Ob die EU-Kommission und eine qualifizierte Mehrheit von EU-Ländern jedoch den ausreichenden Kampfeswillen aufbringen, das geplante Anti-Nötigungsinstrument konsequent gegen China anzuwenden, um die eigene Wirtschafts- und Gesellschaftsordnung wirksam zu verteidigen, steht auf einem ganz anderen Blatt. Die Europäische Union scheint sich noch immer der Illusion hinzugeben, im geopolitischen Konflikt zwischen China und den USA eine vermittelnde Position einnehmen zu können, ohne dabei selbst zerrieben zu werden. Anstelle dieser Illusionen wäre ein klares Bekenntnis notwendig, auf der Seite der USA kämpfen zu wollen. Wir können nur hoffen, daß die Rede von der angestrebten strategischen Autonomie der EU nicht dazu dient, einen mangelnden Willen zu kaschieren, die eigene freiheitliche Wirtschafts- und Gesellschaftsordnung zu verteidigen.
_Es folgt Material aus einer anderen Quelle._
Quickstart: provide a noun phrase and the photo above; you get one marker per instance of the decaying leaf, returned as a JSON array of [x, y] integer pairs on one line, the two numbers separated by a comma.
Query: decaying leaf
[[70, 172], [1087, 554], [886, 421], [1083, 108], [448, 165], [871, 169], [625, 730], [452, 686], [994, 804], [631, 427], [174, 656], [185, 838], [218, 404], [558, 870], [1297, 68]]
1 Siehe “Proposal for a Regulation of the European Parliament and of the Council on the protection of the Union and its Member States from economic coercion by third countries” vom 8. Dezember 2021, online: trade.ec.europa.eu/doclib/html/159958.htm

2 Vgl. European Commission: Press Release, 8. December 2021; online: ec.europa.eu/commission/presscorner/detail/en/ip_21_6642

3 Vgl. ebenda.

4 Vgl. ebenda.

5 Siehe “Proposal for a Regulation of the European Parliament and of the Council on the protection of the Union and its Member States from economic coercion by third countries” vom 8. Dezember 2021, S. 2-3; online: trade.ec.europa.eu/doclib/html/159958.htm

6 Siehe Faruk Ajeti: Chinas Menschenrechtspolitik und seine eigene Art der Interpretation der Menschenrechte, Österreichisches Institut für Internationale Politik, Working Paper 111 / 2021, S. 15.